Until I was about twelve years old, when the place got so infested with bedbugs that it drove us cuckoo, my family lived at 316 East 31 Street. The five of us (my father; my mother, Frances; my sister, Carol, who was eight years older than me; and my brother, Raymond, who was five years older) all lived in four rooms: a kitchen, a living room, and two bedrooms, all without doors. It was at the top of a four-story walkup: we lived in the back apartment and the Callahans and their dog, Scroungy, lived in the front. Scroungy was a black spaniel, so vicious it lived its entire life with a muzzle on: the Callahans would take it off only to feed the dog when nobody was around. Scroungy was mean.
Though we had four rooms, none of them was as big as my den today—you could do submarine work after living in them. The rent was only thirty-six dollars a month, but there was a panic about not being able to make the payment every time it was due. My sister and I slept in the same bed for a while, but she didn’t like it because I moved around too much and I didn’t like it because she talked a lot and out loud in her sleep. We had a sink, stove, refrigerator, and the washing machine my mother got her
hand stuck in. Even after the machine was turned off, she kept screaming. I was just a little kid, I didn’t know what to do. I finally figured out I should pull the plug, but I had to get Mrs. Callahan to extricate my mother’s hand. Thank God for Mrs. Callahan. My mother might still be there.

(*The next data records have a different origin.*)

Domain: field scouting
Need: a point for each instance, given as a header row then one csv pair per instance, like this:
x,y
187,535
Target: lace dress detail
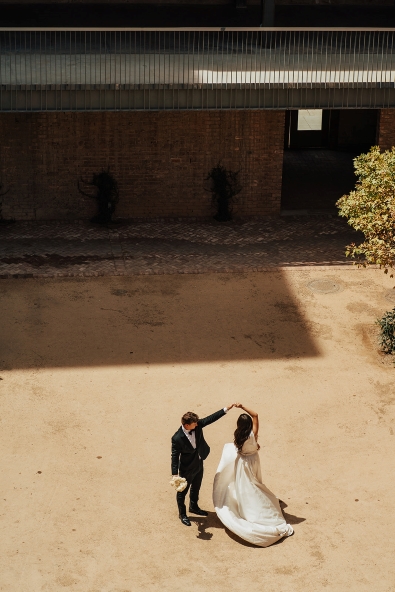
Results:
x,y
242,502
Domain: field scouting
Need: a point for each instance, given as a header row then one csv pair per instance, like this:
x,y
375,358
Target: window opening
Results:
x,y
310,120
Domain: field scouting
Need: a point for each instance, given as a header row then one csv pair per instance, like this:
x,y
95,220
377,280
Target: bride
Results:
x,y
241,500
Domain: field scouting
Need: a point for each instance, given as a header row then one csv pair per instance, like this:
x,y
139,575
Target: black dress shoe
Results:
x,y
198,511
185,520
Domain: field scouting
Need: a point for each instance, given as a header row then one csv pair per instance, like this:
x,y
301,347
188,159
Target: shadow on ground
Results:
x,y
150,320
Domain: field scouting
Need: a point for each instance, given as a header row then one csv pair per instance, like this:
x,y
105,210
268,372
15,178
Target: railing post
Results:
x,y
267,13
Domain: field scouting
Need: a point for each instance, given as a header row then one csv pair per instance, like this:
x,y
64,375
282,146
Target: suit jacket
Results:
x,y
184,457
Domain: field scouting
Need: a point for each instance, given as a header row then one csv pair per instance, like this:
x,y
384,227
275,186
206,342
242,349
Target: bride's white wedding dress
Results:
x,y
242,502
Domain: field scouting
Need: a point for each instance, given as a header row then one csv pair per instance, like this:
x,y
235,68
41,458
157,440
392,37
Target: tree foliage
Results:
x,y
370,208
387,332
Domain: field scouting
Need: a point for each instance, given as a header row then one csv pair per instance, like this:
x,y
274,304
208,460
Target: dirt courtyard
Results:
x,y
95,375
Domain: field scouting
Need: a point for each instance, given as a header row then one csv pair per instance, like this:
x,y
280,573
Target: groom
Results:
x,y
188,451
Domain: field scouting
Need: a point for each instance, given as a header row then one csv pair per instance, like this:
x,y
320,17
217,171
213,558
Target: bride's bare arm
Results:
x,y
255,419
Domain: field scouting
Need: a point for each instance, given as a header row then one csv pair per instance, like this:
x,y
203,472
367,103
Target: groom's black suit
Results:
x,y
187,461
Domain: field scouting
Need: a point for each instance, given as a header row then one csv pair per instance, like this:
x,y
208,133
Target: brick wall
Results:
x,y
386,129
159,159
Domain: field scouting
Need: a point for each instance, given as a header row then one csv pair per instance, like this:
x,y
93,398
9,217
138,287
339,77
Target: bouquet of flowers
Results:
x,y
179,483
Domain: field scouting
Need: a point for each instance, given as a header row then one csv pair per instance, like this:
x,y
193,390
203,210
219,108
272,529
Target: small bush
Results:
x,y
387,332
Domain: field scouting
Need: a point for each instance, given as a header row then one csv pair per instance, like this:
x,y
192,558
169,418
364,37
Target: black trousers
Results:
x,y
194,482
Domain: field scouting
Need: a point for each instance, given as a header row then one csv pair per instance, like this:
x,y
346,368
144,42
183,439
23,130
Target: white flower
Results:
x,y
179,483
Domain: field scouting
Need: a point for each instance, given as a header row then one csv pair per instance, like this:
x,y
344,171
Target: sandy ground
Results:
x,y
95,376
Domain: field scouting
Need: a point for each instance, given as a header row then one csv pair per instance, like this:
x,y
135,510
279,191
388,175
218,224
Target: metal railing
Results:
x,y
156,69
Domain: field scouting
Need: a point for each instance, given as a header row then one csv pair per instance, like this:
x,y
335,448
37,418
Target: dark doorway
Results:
x,y
319,148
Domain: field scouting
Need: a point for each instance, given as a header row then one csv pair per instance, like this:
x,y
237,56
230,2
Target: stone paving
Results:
x,y
72,249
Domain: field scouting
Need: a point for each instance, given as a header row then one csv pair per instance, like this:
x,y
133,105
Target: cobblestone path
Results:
x,y
55,249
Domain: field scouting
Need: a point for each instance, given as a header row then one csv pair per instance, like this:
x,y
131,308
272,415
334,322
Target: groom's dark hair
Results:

We also had pressed tin ceilings, the kind that are becoming really popular again, only these weren’t nice and white; they had big rust stains where water had leaked through the tar-paper roof because my mother always walked on it in her high heels—she used it for a spy tower. She’d go up there and embarrass us to death. Maybe Ray was playing stickball in the street, where he wasn’t supposed to be, or I had my finger up my nose—whatever it was, she’d start screaming at the top of her lungs. Once she screamed down for Ray to come upstairs, and one of his buddies, a guy named Walter, couldn’t take it anymore and yelled, “Jump, Mrs. Duke, jump!” Of course, the moment my poor brother walked in the door, she gave him a slug because of what the other kid had yelled. Well, she figured, he’d been standing there, hadn’t he?

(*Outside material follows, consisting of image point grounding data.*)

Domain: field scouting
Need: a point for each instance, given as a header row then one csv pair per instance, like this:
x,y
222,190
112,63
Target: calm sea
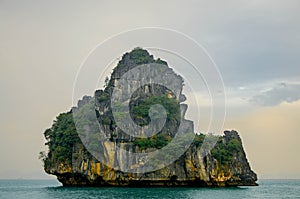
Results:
x,y
39,189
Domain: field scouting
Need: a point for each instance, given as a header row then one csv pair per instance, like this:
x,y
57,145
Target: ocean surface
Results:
x,y
39,189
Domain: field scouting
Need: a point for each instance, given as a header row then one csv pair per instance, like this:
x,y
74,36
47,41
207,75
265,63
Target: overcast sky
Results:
x,y
255,44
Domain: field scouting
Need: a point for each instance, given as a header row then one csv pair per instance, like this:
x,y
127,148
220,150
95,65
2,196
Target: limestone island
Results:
x,y
69,155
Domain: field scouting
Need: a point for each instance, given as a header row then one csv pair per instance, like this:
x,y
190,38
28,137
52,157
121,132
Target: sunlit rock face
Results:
x,y
68,158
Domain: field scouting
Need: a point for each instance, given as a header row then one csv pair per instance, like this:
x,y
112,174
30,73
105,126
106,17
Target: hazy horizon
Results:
x,y
255,45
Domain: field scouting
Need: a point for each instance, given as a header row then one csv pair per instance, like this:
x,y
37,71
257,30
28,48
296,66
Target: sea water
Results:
x,y
39,189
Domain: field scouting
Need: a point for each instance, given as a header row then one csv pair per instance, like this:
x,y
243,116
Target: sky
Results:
x,y
255,45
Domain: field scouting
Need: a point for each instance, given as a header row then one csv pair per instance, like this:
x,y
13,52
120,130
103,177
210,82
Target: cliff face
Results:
x,y
189,170
71,159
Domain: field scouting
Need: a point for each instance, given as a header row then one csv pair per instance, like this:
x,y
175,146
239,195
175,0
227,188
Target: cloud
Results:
x,y
283,92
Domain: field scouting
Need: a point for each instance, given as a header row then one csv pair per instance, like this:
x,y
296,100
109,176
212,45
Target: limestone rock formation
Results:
x,y
71,160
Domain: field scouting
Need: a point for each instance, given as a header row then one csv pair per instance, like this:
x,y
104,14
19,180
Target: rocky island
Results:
x,y
76,159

The neighborhood we lived in, Kips Bay, was almost all Irish and Italian. We were street-smart city kids, but the kinds of things the older ones did, like the boys shooting off firecrackers or maybe stealing hubcaps, the girls chewing gum and putting on black eyeliner because it made them look hard and tough, seem very innocent now. We never really wanted for anything, and I never remember being hungry. So tabloid stories that say “a piece of bread seemed like birthday cake to her” still make me furious. Sure we were poor, but we weren’t desperate, we weren’t like homeless people who may have nothing at all to eat. If I was hungry, it was because my mother made pea soup, which I wouldn’t eat on a dare.
My mother had a strong sense of responsibility to her family. She used the phrase “these children we brought into the world” again and again. She prided herself on the fact that she raised perfectly clean children. People of her generation in that neighborhood had very little to be proud of, but they were proud of the way they kept a home. It was the old “you could eat off the floor” routine, though what my mother forgets is the reason you could eat off the floor is that my sister was washing it! The household might be threadbare, but it was sparkling clean, and her children were dressed better than lots of rich people’s kids; my clothes were much better, much cleaner, much neater than my boys’ are today. When you’ve got the money, you relax and say, “Fine, wear the holes in your jeans, look like a bum.” But when you don’t have it, you want to look as if you do.